Ten reasons why suspending the federal gas tax is a really bad idea

With the retail price of gasoline and diesel fuel currently around $3 per gallon, some politicians are calling for a suspension or repeal of the 18.4 cents-per-gallon federal tax on motor fuel sales. Since 1956, this excise has served as a user fee to generate dedicated revenue for the Highway Trust Fund, the source of federal investments in state and local highway and public transit improvement programs. The American Road & Transportation Builders Association (ARTBA) thinks suspending the federal gas tax is a really bad idea, and to make its argument offers these 10 reasons:

1. Starving the federal Highway Trust Fund of revenue is not a solution to higher gas prices. Providing and maintaining transportation infrastructure is a core function of government. It is an essential platform for economic activity and facilitates the provision of virtually all essential public services — fire and emergency response, law enforcement, homeland security and national defense.

2. Suspending the whole federal motor fuels tax would reduce revenues to the Highway Trust Fund by $2.5 billion per month. The resulting cut in state and local highway and transit improvement programs would jeopardize 120,000 American jobs.

3. Even if the federal excise were reduced, the federal government could not guarantee that gas prices would drop commensurately at the pump. In fact, research shows that when the states of Illinois and Indiana temporarily suspended their sales tax on motor fuel purchases in 2001 in response to escalating retail prices, the impact on consumer pocketbooks was minimal. What’s more, state transportation improvement programs were shortchanged by tens of millions of dollars.

4. Reducing or eliminating the federal motor fuels tax would do nothing to increase the supply of motor fuels—a major reason why motor fuel retail prices are up.

5. Repealing the federal gas tax, even for only a few months, would threaten the solvency of the Highway Trust Fund. The recently-enacted highway and transit bill, SAFETEA-LU, utilizes all available revenues projected to be collected for the Highway Trust Fund through September 2009. Right now, the trust fund balance stands at less than $10 billion. The U.S. Treasury Department predicts the trust fund could run out of money before the end of FY 2009 even with current revenues. Without the collection of highway user fees, spending for highway and transit programs would have to be cut or supported from the general fund, thus increasing the federal deficit.

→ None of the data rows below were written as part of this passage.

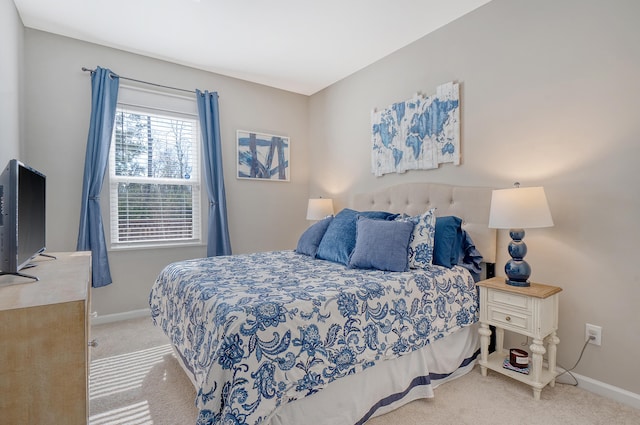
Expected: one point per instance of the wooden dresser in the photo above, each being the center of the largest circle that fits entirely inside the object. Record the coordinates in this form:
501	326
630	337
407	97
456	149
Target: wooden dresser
44	332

6. Cutting federal investments in highway and transit improvements would exacerbate traffic congestion across the nation — causing motorists and truckers to spend even more on motor fuel. Research by the Texas Transportation Institute shows traffic congestion is now responsible for 5.7 billion gallons of wasted motor fuel in the U.S. each year.

7. Cutting federal investments in highway and transit improvements would affect traffic safety. Nearly 43,000 Americans died last year in motor vehicle crashes. Poor road conditions and outdated alignments were a factor in an estimated one-third of them. Highway crashes cost American society $230 billion — $820 per person — each year. Traffic accidents are the leading cause of death of Americans 6 to 28 years of age and result in more permanently disabling injuries than any other type of accident.

8. The federal gas and diesel excises have had nothing to do with the recent dramatic increase in gasoline and diesel fuel prices. The federal gas tax rate has not changed since October 1, 1993.

9. What would happen when the federal gas tax suspension is lifted? Would Americans experience — in one day — an 18.4 cent per gallon spike in the retail price of motor fuel?

10. Using the gas tax as a political expediency would be bad public policy and set a dangerous precedent.